The study measures the 'disutility' or the cost of relocating inhabitants in terms of monetary values. It finds:
Living in a chawl is worth Rs 400 per month more than living in a slum. Similarly, living in cooperative housing is worth Rs 700 per month than living in a chawl
A piped water connection is worth Rs 240 per month and a private toilet is worth Rs 580 per month
As expected, the study finds that commuting costs are important. It notes that a household with a monthly salary of Rs 6,250 would give up Rs 330 per month to reduce the main wage earner's commute by 1 km, if he/she were to keep the same job. If, however, the main wage earner were to change jobs, the household is willing to give up a little less: Rs 283.
Finally, neighbourhood attributes matter. The exact value of being with families, who speak the same mother tongue and have the same religion, depends on whether one belongs to the religious (and linguistic), majority or minority group, in the area. So, residents who are a linguistic minority only 5-10 per cent of the population speak their language in a locality -- would pay Rs 162 for a 1 per cent increase in residents of their 'kind'. But residents, who are in majority in a locality, would pay much lesser -- only Rs 15 -- for a 1 per cent increase in kindred spirits. Similar results hold for religion. The findings are significant, given the importance of migrant population to Mumbai's economy
Although the study lays a 'price' on amenities, it emphasises that there is no one-size-fits-all solution to the upgrade versus relocation choice. Benefits and costs must be evaluated on a case-by-case basis, and importantly, must consider employment effects and attributes of neighbours. To illustrate this, the authors compare stylised version of these two programmes for two slums located in Zone 5 of gmr.
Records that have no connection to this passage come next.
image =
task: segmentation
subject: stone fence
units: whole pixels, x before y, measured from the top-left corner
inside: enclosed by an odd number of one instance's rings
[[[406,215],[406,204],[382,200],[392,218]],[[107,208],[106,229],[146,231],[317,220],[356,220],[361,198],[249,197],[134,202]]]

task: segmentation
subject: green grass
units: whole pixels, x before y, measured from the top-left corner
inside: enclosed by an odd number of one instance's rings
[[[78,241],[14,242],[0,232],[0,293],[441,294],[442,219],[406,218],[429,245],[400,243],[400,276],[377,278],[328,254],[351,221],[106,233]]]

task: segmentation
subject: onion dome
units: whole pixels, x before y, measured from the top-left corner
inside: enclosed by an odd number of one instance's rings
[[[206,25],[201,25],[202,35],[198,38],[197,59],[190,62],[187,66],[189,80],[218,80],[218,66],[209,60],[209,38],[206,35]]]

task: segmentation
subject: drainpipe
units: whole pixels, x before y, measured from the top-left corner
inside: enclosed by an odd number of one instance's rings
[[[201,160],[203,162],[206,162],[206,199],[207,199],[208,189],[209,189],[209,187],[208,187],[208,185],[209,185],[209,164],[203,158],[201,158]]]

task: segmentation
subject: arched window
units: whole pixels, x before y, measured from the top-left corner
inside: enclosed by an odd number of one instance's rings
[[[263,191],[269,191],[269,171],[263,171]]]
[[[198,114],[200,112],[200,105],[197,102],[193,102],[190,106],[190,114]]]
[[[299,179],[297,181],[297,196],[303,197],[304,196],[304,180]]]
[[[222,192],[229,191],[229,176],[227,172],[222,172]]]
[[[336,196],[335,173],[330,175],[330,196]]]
The two sections, Section 79 and Section 80 -- poorer than the rest of the sample -- are located within one mile (about 1.6 km) of Harbour Railway, have electricity, and have houses with approximately 14 square metre of area. Almost none of the houses (or shacks) have good roofs and a quarter have piped water connections. The primary earner in both slums, commute 5 km on average (a much larger commute than the average for the larger sample). Majority households in Section 79 are Marathi-speaking Hindus and in Section 80, most speak Hindi -- 60 per cent of them Hindus and about 30 per cent, Muslims.
The authors find that dwellers in Section 80 are better off, on average, with the relocation programme, than those in Section 79. This is because inhabitants in Section 79 are being moved further away from their work place, so they require a greater compensation for the same move, compared to residents of Section 80. Put another way, residents of Section 79 would be 'willing to pay' much more than their counterparts in Section 80, to resist a relocation, if they could pay. For purposes of policy, if there was a choice, upgrading amenities in Section 79 would be a cheaper and a 'happier' alternative compared to relocation.
The results are preliminary and are subject to many caveats but Akekuchi, Cropper and Bento present an important way to clear the haze surrounding slum relocation. If there is truly to be an effort to evaluate and understand the benefits and costs of relocation programmes, so that the one group of people, who should really matter more than any one else -- the slum dwellers -- remain at least as happy, then policy- makers must take heed.